Oh, two more things.  First, can you tell me how many MP3s you tagged with ATF tags, and an estimation of how many were screwed up?  Second, do you find that programs (or your computer) crash or behave weirdly more often than you might think they should?...or does anything else about your computer's behavior ever seem odd?
Comment 7 Jeff Mitchell 2006-08-15 20:09:31 UTC
Okay, more for you to do.

If you have more of the broken files, please try opening them in e.g. khexedit.  At the very top you should see ID3, which is the start of the ID3v2 tag.

Both of your messed up files contain two subsequent ID3v2 tags, which is very odd.  Can you look at, say, ten of your other messed up MP3 files, and ten non-messed-up -but-ATF-tagged MP3 files, and tell me how many of each contain two subsequent ID3v2 tags?

Thanks!
Comment 8 Jeff Mitchell 2006-08-15 20:16:24 UTC
Another thing...with your before-and-after files, your "before" file had only an ID3v1 tag, not a ID3v2 tag.  Can you tell me whether this was true for all of the files that were messed up?

Thanks!
Comment 9 Martin Aumueller 2006-08-15 20:29:50 UTC
Could it happen that the same file was written to several times at once? E.g. 2 collection scanners running at the same time or a collection scanner and amarokapp because of adding the file to the playlist? (The last scenario should not happen anymore, but the first is still valid, I think.)
Comment 10 Jeff Mitchell 2006-08-15 21:28:01 UTC
That is what I'm thinking...that there were two writes.  This could also explain the OGG behavior.  In addition this could explain why this behavior suddenly stopped -- it could have stopped when we made the (good) decision to, for stability's sake, only allow ATF tags to be written by the collection scanner or by an explicit DCOP call.  We could further enhance this by using a mutex, although I'm not sure how mutexes behave across two processes...any thoughts on that, Martin?
Comment 11 L3ECH 2006-08-16 04:22:08 UTC
It appears to be that all broken files indeed have two subsequent ID3v2 tags, and before they didn't have ID3v2 tag, only ID3v1 tag or no tag at all. Non-broken files have one ID3v2 tag.

Probably was an amarok that crashed while it was rescanning collection and another one was started and it rescanned the whole collection while a collection scanner from a crashed amarok was still running...
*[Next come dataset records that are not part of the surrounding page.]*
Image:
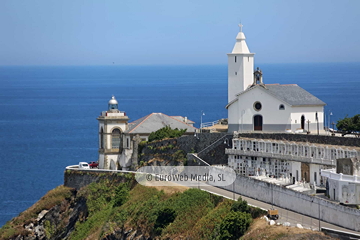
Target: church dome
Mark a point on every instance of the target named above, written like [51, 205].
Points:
[113, 104]
[113, 101]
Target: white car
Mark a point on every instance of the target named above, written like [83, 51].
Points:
[84, 165]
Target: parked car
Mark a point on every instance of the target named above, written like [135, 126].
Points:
[93, 164]
[84, 165]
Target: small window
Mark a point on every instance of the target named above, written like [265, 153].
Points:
[257, 106]
[115, 139]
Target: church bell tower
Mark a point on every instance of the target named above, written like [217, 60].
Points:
[240, 67]
[112, 125]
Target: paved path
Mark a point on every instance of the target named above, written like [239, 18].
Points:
[285, 215]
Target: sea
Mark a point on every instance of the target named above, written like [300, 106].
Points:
[48, 113]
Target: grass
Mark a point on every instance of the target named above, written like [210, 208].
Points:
[15, 226]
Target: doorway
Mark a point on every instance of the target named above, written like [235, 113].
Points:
[257, 123]
[302, 122]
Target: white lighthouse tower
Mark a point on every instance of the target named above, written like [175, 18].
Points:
[112, 125]
[240, 67]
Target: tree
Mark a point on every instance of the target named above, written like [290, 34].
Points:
[349, 124]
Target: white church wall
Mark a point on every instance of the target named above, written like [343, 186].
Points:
[112, 125]
[296, 170]
[315, 168]
[269, 111]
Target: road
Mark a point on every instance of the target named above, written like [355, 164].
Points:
[285, 215]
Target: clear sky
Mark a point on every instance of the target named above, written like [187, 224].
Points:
[153, 32]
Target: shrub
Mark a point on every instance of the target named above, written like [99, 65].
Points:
[234, 225]
[121, 194]
[165, 217]
[240, 206]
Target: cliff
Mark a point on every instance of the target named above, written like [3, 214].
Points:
[113, 206]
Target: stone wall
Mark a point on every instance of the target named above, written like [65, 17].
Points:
[305, 204]
[80, 178]
[320, 139]
[210, 146]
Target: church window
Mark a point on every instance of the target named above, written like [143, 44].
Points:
[115, 139]
[102, 138]
[257, 106]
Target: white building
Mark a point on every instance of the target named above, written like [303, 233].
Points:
[118, 138]
[343, 182]
[255, 106]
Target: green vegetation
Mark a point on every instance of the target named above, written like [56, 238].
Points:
[15, 227]
[166, 132]
[112, 205]
[349, 124]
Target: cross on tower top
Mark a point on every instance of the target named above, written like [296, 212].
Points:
[240, 25]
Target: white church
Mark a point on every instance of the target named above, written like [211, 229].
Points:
[256, 106]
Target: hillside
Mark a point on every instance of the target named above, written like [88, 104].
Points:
[118, 208]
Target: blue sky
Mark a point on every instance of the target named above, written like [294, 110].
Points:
[190, 32]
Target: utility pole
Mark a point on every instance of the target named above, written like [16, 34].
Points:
[319, 217]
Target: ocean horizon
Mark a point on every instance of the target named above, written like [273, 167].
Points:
[48, 113]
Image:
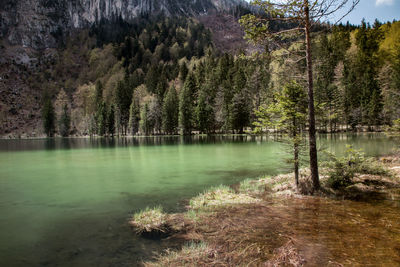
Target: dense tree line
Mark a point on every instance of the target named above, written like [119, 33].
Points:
[167, 78]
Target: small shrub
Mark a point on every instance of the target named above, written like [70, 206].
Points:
[341, 170]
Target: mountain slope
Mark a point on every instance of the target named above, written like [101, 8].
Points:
[38, 23]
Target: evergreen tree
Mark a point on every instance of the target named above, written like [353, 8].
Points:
[65, 122]
[111, 121]
[186, 108]
[204, 113]
[240, 111]
[144, 120]
[183, 71]
[102, 119]
[155, 115]
[134, 116]
[287, 114]
[48, 116]
[123, 101]
[170, 112]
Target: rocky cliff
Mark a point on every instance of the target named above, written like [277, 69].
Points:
[39, 23]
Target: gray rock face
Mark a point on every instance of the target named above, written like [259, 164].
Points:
[38, 23]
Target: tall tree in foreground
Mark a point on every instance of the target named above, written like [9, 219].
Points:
[303, 14]
[111, 121]
[65, 122]
[48, 116]
[170, 111]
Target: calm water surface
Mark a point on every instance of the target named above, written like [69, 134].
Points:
[66, 202]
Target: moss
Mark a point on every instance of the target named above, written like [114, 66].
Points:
[219, 196]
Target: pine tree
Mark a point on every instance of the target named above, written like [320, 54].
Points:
[48, 116]
[102, 119]
[144, 120]
[123, 101]
[155, 115]
[240, 108]
[134, 116]
[65, 122]
[111, 121]
[170, 112]
[183, 71]
[288, 115]
[186, 108]
[204, 113]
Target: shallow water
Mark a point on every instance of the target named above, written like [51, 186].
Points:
[65, 202]
[351, 233]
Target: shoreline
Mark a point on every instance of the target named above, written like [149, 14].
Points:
[242, 224]
[43, 137]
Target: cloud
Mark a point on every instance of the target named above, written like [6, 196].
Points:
[384, 2]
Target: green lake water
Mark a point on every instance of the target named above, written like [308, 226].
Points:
[66, 202]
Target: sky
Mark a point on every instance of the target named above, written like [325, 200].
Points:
[383, 10]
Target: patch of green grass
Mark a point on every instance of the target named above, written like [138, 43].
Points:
[149, 220]
[219, 196]
[191, 254]
[252, 186]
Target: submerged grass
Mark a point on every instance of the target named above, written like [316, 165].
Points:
[243, 227]
[192, 254]
[218, 197]
[150, 220]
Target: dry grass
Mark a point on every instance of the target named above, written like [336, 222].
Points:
[150, 220]
[248, 228]
[219, 197]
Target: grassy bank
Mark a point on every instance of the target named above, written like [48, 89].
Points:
[243, 226]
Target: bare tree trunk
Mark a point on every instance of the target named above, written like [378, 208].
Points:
[296, 163]
[311, 112]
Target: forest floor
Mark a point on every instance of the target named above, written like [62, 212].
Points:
[268, 222]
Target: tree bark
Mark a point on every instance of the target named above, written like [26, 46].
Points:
[311, 112]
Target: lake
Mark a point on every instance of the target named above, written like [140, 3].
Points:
[66, 202]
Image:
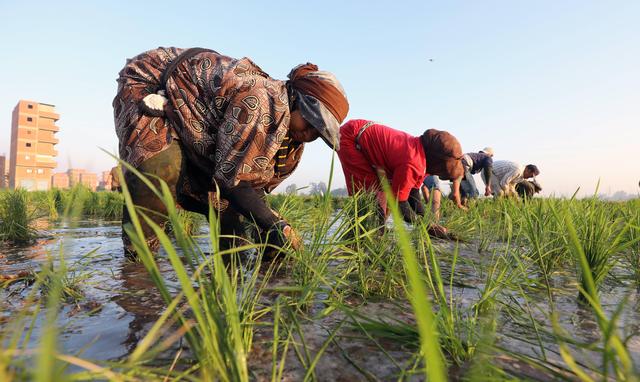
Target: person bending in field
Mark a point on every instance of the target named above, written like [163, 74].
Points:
[507, 174]
[204, 122]
[474, 163]
[526, 189]
[369, 150]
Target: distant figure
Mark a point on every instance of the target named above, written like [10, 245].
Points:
[115, 180]
[432, 194]
[474, 163]
[368, 149]
[527, 188]
[507, 174]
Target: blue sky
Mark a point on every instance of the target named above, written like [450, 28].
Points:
[552, 83]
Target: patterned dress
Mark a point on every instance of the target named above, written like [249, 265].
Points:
[230, 117]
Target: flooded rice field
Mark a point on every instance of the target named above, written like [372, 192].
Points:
[347, 324]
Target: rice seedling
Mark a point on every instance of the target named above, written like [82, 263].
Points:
[16, 217]
[601, 236]
[615, 355]
[417, 293]
[221, 308]
[545, 243]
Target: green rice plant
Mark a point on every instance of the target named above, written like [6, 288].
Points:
[545, 244]
[371, 256]
[632, 255]
[111, 204]
[615, 355]
[215, 312]
[417, 294]
[601, 235]
[16, 217]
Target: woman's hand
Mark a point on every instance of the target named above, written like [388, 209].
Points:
[292, 237]
[280, 235]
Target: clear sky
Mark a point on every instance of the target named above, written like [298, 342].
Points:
[554, 83]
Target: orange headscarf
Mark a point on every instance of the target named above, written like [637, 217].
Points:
[321, 85]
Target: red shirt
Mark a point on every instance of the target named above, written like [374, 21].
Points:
[398, 153]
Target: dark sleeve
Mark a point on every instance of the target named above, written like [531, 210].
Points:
[488, 169]
[415, 202]
[407, 213]
[250, 204]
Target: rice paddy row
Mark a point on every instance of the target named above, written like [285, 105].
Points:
[507, 294]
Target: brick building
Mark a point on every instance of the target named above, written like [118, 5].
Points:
[33, 156]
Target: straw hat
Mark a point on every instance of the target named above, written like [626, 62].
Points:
[487, 150]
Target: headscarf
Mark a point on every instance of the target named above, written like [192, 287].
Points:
[320, 99]
[444, 154]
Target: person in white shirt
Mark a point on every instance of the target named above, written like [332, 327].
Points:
[507, 174]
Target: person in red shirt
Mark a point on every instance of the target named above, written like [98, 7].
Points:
[369, 150]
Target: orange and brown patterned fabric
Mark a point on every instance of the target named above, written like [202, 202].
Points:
[231, 118]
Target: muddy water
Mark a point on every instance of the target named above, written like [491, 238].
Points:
[121, 304]
[120, 301]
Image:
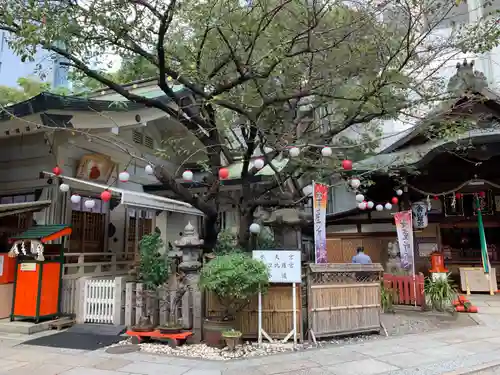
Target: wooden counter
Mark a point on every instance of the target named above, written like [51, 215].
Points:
[343, 298]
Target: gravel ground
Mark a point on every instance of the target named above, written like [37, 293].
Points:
[398, 324]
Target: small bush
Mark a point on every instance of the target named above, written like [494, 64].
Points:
[235, 278]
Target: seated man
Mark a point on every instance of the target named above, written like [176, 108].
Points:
[361, 257]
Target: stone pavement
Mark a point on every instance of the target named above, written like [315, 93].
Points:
[441, 352]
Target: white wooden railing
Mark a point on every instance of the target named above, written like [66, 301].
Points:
[111, 265]
[99, 300]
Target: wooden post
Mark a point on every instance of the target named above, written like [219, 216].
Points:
[80, 300]
[129, 304]
[119, 302]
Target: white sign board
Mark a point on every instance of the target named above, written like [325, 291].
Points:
[28, 267]
[284, 265]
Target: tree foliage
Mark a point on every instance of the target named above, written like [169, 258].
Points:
[274, 73]
[154, 267]
[235, 278]
[28, 87]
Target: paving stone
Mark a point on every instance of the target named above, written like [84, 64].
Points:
[337, 355]
[364, 367]
[7, 365]
[203, 372]
[239, 371]
[407, 360]
[379, 351]
[38, 369]
[89, 371]
[445, 352]
[112, 364]
[309, 371]
[149, 368]
[287, 366]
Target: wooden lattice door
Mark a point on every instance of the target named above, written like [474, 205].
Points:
[88, 232]
[137, 228]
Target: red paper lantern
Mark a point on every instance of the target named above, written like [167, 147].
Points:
[347, 165]
[106, 195]
[223, 173]
[94, 172]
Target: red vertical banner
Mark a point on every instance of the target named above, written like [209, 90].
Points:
[404, 229]
[320, 199]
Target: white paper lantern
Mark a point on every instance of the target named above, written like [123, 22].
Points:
[149, 169]
[90, 203]
[254, 228]
[187, 175]
[355, 183]
[326, 152]
[419, 213]
[75, 198]
[124, 176]
[258, 163]
[294, 152]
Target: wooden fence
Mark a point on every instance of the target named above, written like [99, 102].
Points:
[406, 290]
[343, 299]
[161, 306]
[277, 312]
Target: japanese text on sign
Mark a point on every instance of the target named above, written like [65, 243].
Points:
[404, 230]
[283, 265]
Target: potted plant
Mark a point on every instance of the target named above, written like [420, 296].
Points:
[439, 293]
[232, 338]
[234, 278]
[153, 271]
[170, 305]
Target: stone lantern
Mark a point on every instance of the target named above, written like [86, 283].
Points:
[287, 224]
[191, 247]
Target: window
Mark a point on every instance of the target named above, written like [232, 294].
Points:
[142, 139]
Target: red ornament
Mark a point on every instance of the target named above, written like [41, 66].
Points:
[223, 173]
[106, 195]
[347, 165]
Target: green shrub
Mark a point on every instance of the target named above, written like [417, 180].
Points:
[154, 267]
[234, 278]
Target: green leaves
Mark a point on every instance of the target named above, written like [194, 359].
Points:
[234, 278]
[154, 268]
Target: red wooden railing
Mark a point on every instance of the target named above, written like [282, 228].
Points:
[407, 290]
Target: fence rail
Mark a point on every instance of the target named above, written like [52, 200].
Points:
[99, 305]
[406, 290]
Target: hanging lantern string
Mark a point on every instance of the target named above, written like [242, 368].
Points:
[452, 191]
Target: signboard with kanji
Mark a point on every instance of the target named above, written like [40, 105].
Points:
[284, 265]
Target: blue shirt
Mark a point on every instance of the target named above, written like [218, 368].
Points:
[361, 258]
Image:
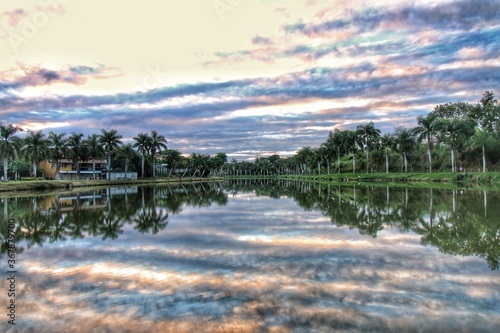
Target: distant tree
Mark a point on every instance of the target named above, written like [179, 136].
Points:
[9, 146]
[95, 150]
[387, 142]
[77, 150]
[425, 130]
[58, 149]
[405, 141]
[110, 140]
[143, 145]
[35, 148]
[454, 133]
[126, 152]
[158, 143]
[368, 135]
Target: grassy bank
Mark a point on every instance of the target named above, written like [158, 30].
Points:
[46, 185]
[486, 179]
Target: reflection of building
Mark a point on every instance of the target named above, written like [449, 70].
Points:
[68, 171]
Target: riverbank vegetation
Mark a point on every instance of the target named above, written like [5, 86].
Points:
[453, 138]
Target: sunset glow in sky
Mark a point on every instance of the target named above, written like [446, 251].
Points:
[247, 77]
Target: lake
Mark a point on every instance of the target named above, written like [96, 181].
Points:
[254, 256]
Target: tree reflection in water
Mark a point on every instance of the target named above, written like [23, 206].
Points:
[463, 222]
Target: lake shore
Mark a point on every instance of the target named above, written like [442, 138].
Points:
[13, 187]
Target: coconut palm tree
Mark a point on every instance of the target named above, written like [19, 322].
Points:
[143, 145]
[110, 140]
[369, 135]
[58, 148]
[128, 153]
[35, 148]
[77, 150]
[387, 142]
[95, 150]
[9, 147]
[158, 143]
[350, 143]
[481, 138]
[455, 133]
[425, 130]
[405, 141]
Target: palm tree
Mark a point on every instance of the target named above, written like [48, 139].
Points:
[9, 147]
[455, 133]
[110, 141]
[350, 143]
[405, 141]
[387, 142]
[35, 148]
[58, 148]
[158, 142]
[95, 150]
[143, 145]
[368, 134]
[77, 150]
[481, 139]
[425, 130]
[126, 152]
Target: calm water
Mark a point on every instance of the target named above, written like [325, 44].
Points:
[255, 257]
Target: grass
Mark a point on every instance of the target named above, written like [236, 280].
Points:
[12, 188]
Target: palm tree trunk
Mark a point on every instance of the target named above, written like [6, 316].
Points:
[386, 162]
[484, 161]
[5, 167]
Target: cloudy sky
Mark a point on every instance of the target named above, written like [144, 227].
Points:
[248, 77]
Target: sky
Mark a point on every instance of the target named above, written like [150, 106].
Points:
[247, 77]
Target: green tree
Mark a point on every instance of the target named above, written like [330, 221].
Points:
[425, 130]
[143, 145]
[95, 150]
[126, 152]
[387, 142]
[58, 148]
[454, 133]
[110, 140]
[158, 143]
[481, 139]
[77, 150]
[368, 135]
[9, 146]
[405, 142]
[35, 148]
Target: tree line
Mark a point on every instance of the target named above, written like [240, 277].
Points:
[452, 137]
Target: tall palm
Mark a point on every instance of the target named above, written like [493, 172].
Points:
[36, 148]
[481, 138]
[143, 145]
[58, 148]
[95, 150]
[158, 143]
[77, 150]
[425, 130]
[405, 141]
[455, 133]
[350, 143]
[387, 142]
[9, 147]
[369, 135]
[128, 153]
[110, 140]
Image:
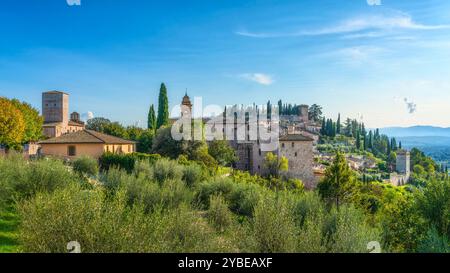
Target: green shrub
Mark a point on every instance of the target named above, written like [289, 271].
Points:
[114, 178]
[310, 238]
[20, 178]
[348, 231]
[242, 198]
[165, 169]
[143, 169]
[125, 161]
[85, 166]
[192, 174]
[216, 186]
[109, 225]
[218, 214]
[273, 226]
[308, 205]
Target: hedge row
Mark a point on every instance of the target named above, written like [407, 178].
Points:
[125, 161]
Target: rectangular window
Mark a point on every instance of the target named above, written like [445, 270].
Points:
[71, 151]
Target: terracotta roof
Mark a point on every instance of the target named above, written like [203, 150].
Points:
[87, 136]
[55, 92]
[295, 137]
[74, 123]
[52, 124]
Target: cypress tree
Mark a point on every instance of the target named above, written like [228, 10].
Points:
[358, 140]
[151, 121]
[338, 125]
[163, 107]
[323, 129]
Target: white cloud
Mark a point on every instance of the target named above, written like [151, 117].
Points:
[356, 55]
[411, 106]
[260, 78]
[354, 25]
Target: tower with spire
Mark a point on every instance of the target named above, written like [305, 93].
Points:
[186, 106]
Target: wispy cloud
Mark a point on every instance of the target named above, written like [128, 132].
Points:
[411, 106]
[356, 55]
[354, 25]
[260, 78]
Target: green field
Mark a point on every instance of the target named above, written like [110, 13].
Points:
[8, 231]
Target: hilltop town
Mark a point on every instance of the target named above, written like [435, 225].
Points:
[67, 137]
[263, 161]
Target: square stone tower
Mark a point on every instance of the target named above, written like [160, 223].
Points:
[55, 107]
[403, 162]
[304, 109]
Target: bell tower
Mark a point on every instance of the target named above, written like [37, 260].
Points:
[186, 107]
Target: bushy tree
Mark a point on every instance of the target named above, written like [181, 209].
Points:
[339, 182]
[315, 112]
[12, 124]
[151, 120]
[32, 120]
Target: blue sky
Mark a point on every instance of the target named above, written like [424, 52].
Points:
[388, 64]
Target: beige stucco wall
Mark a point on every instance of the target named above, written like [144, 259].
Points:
[61, 150]
[92, 150]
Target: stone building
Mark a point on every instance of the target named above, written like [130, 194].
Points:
[55, 110]
[296, 144]
[403, 169]
[85, 143]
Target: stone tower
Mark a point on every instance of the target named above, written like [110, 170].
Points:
[186, 106]
[403, 165]
[75, 117]
[55, 107]
[304, 112]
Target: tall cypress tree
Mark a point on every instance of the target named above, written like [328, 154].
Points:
[338, 125]
[151, 120]
[163, 107]
[358, 140]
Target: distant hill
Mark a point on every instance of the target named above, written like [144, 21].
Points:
[434, 141]
[416, 131]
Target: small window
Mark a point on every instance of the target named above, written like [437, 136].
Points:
[71, 151]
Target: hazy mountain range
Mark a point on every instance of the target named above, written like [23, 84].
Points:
[434, 141]
[416, 131]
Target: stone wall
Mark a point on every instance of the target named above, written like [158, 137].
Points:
[301, 160]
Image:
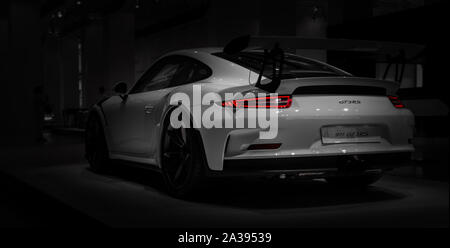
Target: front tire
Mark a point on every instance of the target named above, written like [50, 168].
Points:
[95, 145]
[182, 160]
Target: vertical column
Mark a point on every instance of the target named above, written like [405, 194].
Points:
[24, 72]
[108, 54]
[312, 22]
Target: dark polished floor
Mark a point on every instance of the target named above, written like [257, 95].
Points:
[56, 176]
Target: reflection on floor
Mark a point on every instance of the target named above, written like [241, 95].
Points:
[134, 197]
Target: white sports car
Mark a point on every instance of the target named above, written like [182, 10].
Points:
[330, 124]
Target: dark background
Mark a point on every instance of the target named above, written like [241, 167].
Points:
[75, 51]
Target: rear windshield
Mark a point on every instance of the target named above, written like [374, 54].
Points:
[293, 67]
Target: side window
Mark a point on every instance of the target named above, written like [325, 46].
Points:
[157, 77]
[190, 71]
[170, 72]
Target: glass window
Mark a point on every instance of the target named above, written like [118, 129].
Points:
[172, 71]
[293, 67]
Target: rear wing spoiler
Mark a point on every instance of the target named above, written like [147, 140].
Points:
[380, 51]
[273, 46]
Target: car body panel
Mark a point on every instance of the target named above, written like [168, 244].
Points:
[134, 135]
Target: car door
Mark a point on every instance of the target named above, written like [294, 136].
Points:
[132, 125]
[141, 113]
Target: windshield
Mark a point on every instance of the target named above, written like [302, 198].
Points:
[293, 67]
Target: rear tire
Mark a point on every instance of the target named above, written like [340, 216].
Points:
[182, 161]
[95, 145]
[362, 181]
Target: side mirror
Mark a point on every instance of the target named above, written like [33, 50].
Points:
[121, 88]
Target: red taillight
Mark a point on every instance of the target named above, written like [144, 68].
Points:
[260, 102]
[396, 101]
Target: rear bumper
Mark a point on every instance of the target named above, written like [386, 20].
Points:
[314, 167]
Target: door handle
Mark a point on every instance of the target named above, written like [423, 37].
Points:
[148, 109]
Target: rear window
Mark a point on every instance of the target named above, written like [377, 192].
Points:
[293, 67]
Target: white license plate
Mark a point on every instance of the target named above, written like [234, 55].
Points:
[350, 134]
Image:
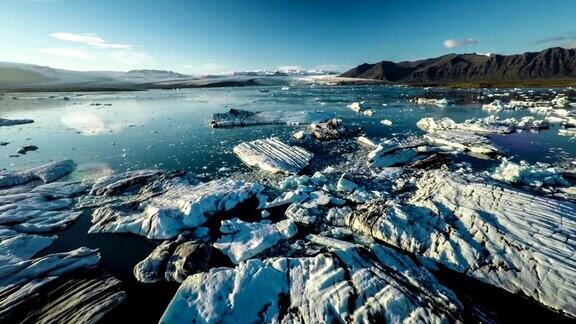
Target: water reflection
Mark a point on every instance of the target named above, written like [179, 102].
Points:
[89, 124]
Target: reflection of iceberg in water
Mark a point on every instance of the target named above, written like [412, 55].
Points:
[90, 124]
[91, 171]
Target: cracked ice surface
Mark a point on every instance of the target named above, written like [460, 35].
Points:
[460, 140]
[45, 173]
[11, 122]
[63, 300]
[181, 206]
[274, 156]
[43, 208]
[352, 284]
[236, 117]
[507, 238]
[242, 240]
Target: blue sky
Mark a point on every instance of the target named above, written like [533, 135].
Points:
[217, 36]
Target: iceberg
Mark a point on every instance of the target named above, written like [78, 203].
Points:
[532, 175]
[45, 173]
[236, 117]
[178, 208]
[11, 122]
[243, 240]
[274, 156]
[507, 238]
[349, 285]
[38, 290]
[175, 260]
[330, 130]
[460, 140]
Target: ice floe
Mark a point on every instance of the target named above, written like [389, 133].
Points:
[180, 207]
[330, 130]
[243, 240]
[537, 175]
[175, 260]
[504, 237]
[431, 102]
[37, 290]
[273, 155]
[236, 117]
[349, 285]
[460, 140]
[11, 122]
[358, 106]
[45, 173]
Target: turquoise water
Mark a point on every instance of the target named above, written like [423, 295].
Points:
[167, 129]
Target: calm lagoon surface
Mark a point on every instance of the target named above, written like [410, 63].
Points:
[168, 129]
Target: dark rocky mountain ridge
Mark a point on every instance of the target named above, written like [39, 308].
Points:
[548, 65]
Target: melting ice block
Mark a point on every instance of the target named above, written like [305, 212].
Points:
[236, 117]
[274, 156]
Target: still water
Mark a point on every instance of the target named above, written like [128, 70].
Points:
[168, 129]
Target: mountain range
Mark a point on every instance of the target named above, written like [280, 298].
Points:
[553, 66]
[15, 77]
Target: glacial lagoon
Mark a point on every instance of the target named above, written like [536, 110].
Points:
[168, 130]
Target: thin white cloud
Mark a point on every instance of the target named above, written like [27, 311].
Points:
[207, 68]
[88, 39]
[67, 52]
[286, 68]
[451, 43]
[90, 46]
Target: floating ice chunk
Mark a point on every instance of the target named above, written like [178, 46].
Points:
[507, 238]
[274, 156]
[345, 184]
[235, 117]
[368, 112]
[560, 101]
[462, 141]
[174, 260]
[567, 132]
[299, 135]
[358, 106]
[242, 240]
[431, 102]
[354, 192]
[295, 196]
[11, 122]
[338, 215]
[533, 175]
[116, 182]
[393, 153]
[330, 130]
[45, 173]
[365, 141]
[483, 126]
[299, 214]
[180, 207]
[45, 208]
[494, 106]
[15, 247]
[40, 289]
[318, 178]
[351, 285]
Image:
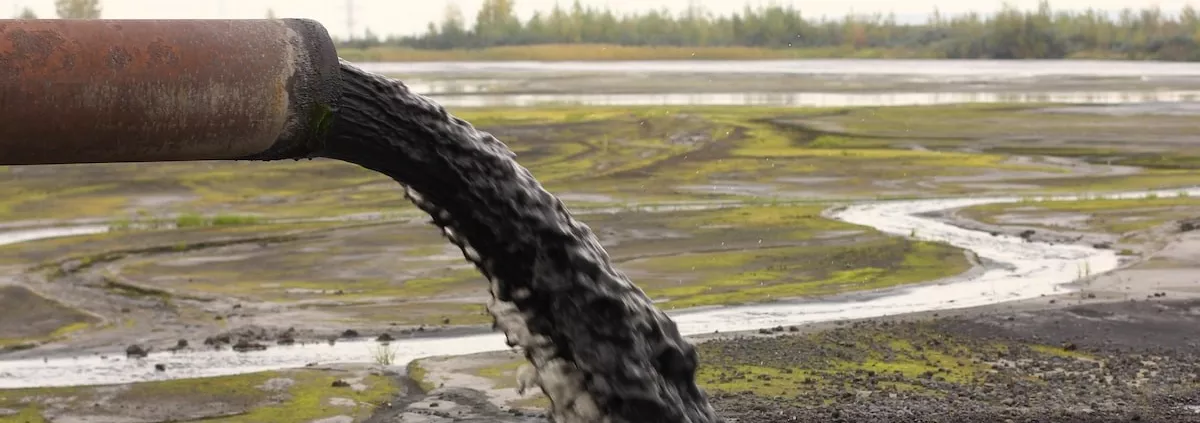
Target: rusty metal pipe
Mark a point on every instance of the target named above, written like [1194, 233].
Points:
[82, 91]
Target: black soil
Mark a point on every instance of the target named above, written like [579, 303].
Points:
[629, 356]
[1121, 362]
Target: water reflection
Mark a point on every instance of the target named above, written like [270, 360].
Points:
[993, 69]
[814, 99]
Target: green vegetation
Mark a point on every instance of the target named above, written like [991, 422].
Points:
[384, 353]
[1107, 215]
[1007, 34]
[562, 52]
[287, 395]
[418, 374]
[646, 155]
[916, 358]
[768, 274]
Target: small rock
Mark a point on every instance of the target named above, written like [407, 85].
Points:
[136, 351]
[245, 345]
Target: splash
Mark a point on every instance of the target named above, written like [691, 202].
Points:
[600, 350]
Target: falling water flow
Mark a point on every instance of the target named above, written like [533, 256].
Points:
[601, 351]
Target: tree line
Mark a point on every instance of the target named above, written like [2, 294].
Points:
[1007, 34]
[67, 10]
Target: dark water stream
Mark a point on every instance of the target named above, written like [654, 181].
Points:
[601, 350]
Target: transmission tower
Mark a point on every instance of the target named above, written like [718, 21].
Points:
[349, 18]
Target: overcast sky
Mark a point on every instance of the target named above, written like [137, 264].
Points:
[411, 16]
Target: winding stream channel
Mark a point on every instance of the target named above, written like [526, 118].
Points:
[1015, 269]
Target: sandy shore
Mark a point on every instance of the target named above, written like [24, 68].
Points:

So, mp3check of the broken files gives out a lot of "frame too long/frame too short, skipping N bytes" errors. I compared a broken file (after manually removing the first ID3v2 tag with a hex editor) with proper ATF tagged file (which was the exact same size in bytes as the manually edited broken file with 1 tag removed) in a binary diff util and it seems that the files are mostly the same, but are totally different in random places without any pattern obvious to me... 

Here's a proper ATF tagged file to match the before-after example from above:
http://l3ech.net/Primal_Scream_-_Vanishing_Point_-_05_-_If_They_Move,_Kill_'em-WORKING-ATF.mp3

Is there a way to run something to automatically identify all files with two subsequent tags? Manually checking a 300GB collection would take forever and it seems that a lot got screwed, can't even say how much...
Comment 12 Jeff Mitchell 2006-08-16 06:24:00 UTC
This has now been confirmed as the same problem as bug 131353, marking it as such.